Following their arrival on Zihæt, the tribe began to adopt a religion focused on a supreme being, the Wise Lord. Despite evidence of the destruction or absence of traditional gods, the religion with its focus on a primal diety and other divinities was viewed skeptically by the native humanoid races of Zihæt, as well as many of the other Drákonian Tribes.

Divine Origins

During The Great War, a spiritual leader began a career of composing hymns and evangelising a new myth with an apocalyptic view around the struggle against a great adversary.   This prophet became involved with several of the key figures prosecuting the war and began to form a new worldview. He accompanied the tribe to Zihæt and continued his writing and teaching on Froúrio nisí.   There, he was strongly affected by the knowledge that the Gods of this new world sacrificed their existence to complete the seal. Together with Ashur-nirari, they sought a spiritual path forward for the tribe that not only moved away from the old gods, Ashur and Ishtar, but also took into account their new understanding of the Cosmos.   In the original worldview, the leaders of the faith envisoned a dualistic religion between the cosmos and the Adversary. It contained references to other powerful beings that aligned to protect the cosmos against the adversary, some sacrificing their lives to do so.   After the death of the spiritual leader, the memory of their home outside of Zihæt began to fade. The new leaders without this context began to preach Zihæt as the primary "good" being protected from the Adversary. In this newer view, the powerful allies became Holy Immortals with mythical forms of dragons, giants and elementals that (temporarily) vanquished the Adversary. The concept of the Adversary being imprisioned on Zihæt also disappeared from the doctrine.   New forms of dualism crept into the doctrine, spurred by the opposition of order to chaos included: the opposition of creative spirit by evil thought, and truth or cosmic order opposed by falshood and deceit.   In the initial forms of the religion, the Great War was framed as a temporary victory for deceit and disorder, followed by victory and an opportunity for a new life on Zihæt. As the truth of the Great War passed into memory, this historical context evolved into the prophecy of a future trimph of disorder over good, followed by the redemption of good and beginning a new kingdom.   After centuries had passed, this view had evolved into a dualistic view where a creator-god named Zihæt is the being actively opposed to the Adversary. In this new view, the creator god Zihæt is now synonomous with the world itself, with the idea of a living, sentient planet to be protected.

Cosmological Views

The religion is a complex faith centered on a dualistic cosmology of good and evil. The religion views the physical world of Zihæt as part of the material manifestiation of the primal diety. This impersonal primal creator-god is just and compassionate He is responsible for the creation of the heavenly bodies, including Zihæt and all that dwell upon it. The magical field of Zihæt is his spirit, and can be experienced directly.   The Creator God has an antagonistic entity known as The Adversary. This Adversary is tangible and affects the world around us, primarily through manipulating other creatures to violence, or other base acts.   The faith also asserts the existance of Holy Immortals, with mythical forms that aid the creator-god in his struggle against the Adversary.

Tenets of Faith

This creator-god is created the natural laws that set the cosmos in motion, but does not intervene in the day to day lives of his creations. Thus the concepts of free will exists within the frame of the overall cosmic battle between good and evil (that is experienced as fate).   The faith encourages:
  • Practice good thoughts, good words and good deads.
  • Practice charity, spread hapiness
  • The spiritual equality and duty of the genders
  • Being good for the sake of goodness, and without the hope of reward
  Other teachings include:
  • Both water and fire are considered life-sustaining.
  • Life is a temporary state in which a mortal is expected to actively participate in the struggle.
  • The corpse is a host for decay (or disorder). The dead should be disposed of in a safe manner that does not pollute the good creation. As fire is a purifying element, the burning of corpses is common.
  While the faith teaches the value of the struggle against the Adversary and the thoughts that power it, there is no evidence that it advocates violence as a tool or weapon in the struggle.

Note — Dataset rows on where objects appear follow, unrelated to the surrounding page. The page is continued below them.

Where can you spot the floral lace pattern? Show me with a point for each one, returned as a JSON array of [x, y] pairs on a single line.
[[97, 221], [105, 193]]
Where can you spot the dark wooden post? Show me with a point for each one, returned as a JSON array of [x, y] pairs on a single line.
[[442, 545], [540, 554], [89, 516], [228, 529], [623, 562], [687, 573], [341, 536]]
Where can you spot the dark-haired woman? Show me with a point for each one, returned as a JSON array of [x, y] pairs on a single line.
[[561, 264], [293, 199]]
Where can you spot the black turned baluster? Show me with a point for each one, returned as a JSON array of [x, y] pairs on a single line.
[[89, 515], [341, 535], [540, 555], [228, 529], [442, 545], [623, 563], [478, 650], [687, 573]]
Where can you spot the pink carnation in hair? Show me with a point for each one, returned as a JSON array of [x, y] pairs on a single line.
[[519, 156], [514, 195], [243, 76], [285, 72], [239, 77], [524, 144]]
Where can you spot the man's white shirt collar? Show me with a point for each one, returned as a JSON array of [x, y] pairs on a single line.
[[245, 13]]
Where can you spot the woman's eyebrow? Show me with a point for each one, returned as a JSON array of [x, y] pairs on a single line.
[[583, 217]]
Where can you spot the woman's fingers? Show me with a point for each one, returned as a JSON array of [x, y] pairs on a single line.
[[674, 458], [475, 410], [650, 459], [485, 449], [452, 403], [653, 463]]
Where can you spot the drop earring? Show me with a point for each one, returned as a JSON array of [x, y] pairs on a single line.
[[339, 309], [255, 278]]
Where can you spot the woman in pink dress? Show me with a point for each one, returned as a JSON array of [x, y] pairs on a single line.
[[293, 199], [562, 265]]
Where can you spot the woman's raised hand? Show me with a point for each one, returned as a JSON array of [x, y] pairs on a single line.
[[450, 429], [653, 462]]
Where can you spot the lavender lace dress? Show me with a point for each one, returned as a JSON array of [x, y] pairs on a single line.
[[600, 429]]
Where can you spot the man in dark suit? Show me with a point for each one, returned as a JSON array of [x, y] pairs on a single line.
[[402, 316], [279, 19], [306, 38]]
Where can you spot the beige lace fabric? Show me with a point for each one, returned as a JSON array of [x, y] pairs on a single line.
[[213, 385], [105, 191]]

One of the impacts of their belief in a compassionate, just creator is that the tribe often believes that everything he created is pure and should be treated with love and respect. There is a strong environmental streak to the religion.   The faith espouses egalitarian ideals — in particular, the recognition of women as “men’s partners in the common struggle against evil.” Such notions of gender parity are firmly rooted in the teachings and reflect the character of both the tribal roots and the ideals common of a just and compassionate creator-god.


Description of the practices used in worship are largely lost along with the records of the tribe itself.   The only clear practices that remain via the splinter sect is that water (aban) and fire (atar) are agents of ritual purity, and the associated purification ceremonies are considered the basis of ritual life. The faithful often prayed in the presence of some form of fire.


Priests of the faith are known as Magi (singular magus). While the original usage of this word had no correlation with the Drákonic word for magic, these two have slowly merged, along with the practice of astronomy/astrology, alchemy, and other forms of esoteric knowledge.   At the time of the withdrawl, no formal religious texts existed. Whether these beliefs have been codified into a sacred text afterwards is unknown.

Granted Divine Powers

No divine powers were associated with the Magi at the time of the withdrawl. It is not known whether divine powers have arisen as justification for supernatural abilities after that time, but it does seem likely.

Political Influence & Intrigue

A splinter sect left the tribe shortly before the disappearance of the tribe. This splinter group migrated to the northern islands and became aligned with the Voulgaropoulos Tribe. Members of the Voulgaropoulos tribe have accused this spliter sect of radicalization and increased intolerance of the tribe after their arrival.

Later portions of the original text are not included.